Sekitar jam sepuluh aku dan Lingga beranjak dari waduk ini untuk pulang. Ia mengantarku ke rumah, tidak juga sih. Jalan kita memang searah. Aku turun tepat di depan gerbang dengan wajah yang sedikit berkeringat.
“Huh, makasih ya,” ucapku pada Lingga.
Lingga mengangguk. “Nih jangan sampe ketinggalan,” katanya sambil memberikan botol minumanku yang aku letakkan di keranjang sepedanya. Aku segera menerimanya.
“Jangan kapok olahraga sama aku ya,” cakapku.

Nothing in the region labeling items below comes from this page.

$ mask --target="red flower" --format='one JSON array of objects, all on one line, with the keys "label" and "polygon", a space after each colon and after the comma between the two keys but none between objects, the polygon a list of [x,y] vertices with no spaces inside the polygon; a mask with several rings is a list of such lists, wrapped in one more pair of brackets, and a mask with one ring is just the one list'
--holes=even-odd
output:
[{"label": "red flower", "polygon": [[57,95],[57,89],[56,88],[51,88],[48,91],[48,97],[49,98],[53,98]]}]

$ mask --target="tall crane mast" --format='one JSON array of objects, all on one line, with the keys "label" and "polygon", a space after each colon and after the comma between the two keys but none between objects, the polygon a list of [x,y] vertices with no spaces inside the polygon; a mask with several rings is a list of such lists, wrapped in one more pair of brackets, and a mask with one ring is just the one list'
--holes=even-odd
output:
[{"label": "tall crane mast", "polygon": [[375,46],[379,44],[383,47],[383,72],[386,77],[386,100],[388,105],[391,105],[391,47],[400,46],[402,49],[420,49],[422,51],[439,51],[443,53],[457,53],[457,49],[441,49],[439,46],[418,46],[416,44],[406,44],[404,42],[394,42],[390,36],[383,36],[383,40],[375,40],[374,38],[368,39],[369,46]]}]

Lingga mengangguk. “Enggak dong. Aku duluan ya!” Lingga lalu berpamitan dan lanjut mengayuh sepedanya untuk sampai ke rumah. Seperti biasa aku memandanginya sampai jauh sebelum akhirnya kembali masuk ke rumah.
Setelah mandi dan membersihkan diri, aku berdiam diri di kamar. Kuambil buku tulis dan pulpen. Niatnya aku mau langsung menyalin catatan yang dipinjamkan oleh Lingga. Kubuka halaman pertama, terlihat goresan tangannya yang membentuk huruf demi huruf dengan rapi.
Aku pun mulai menulis poin-poin penting dari pelajaran yang sempat aku lewatkan beberapa hari lalu. Sampai akhirnya, tak sengaja aku membuka halaman terakhir buku tulis Lingga.
Aku pun kaget saat melihat bagian belakang buku ini. Terdapat tulisan tangan bertinta merah bertuliskan ‘Love Dinda’ ditambah gambar hati di dekatnya.
Seketika aku pun tercengang dan terdiam. Hatiku terasa berdebar. Siapa itu Dinda? Aku baru dengar namanya. Kenapa romantis sekali? Pakai tinta merah dan ada gambar hati juga.
Ada yang mendahuluiku? Tapi kenapa aku tak tahu? Mungkin teman rumahnya? Iya, aku bahkan tak pernah ke rumahnya.
Dinda, Dinda, Dinda. Nama itu terus berputar-putar di kepalaku. Apa jangan-jangan dia perempuan yang disukai Lingga? Lalu, selama ini aku apa?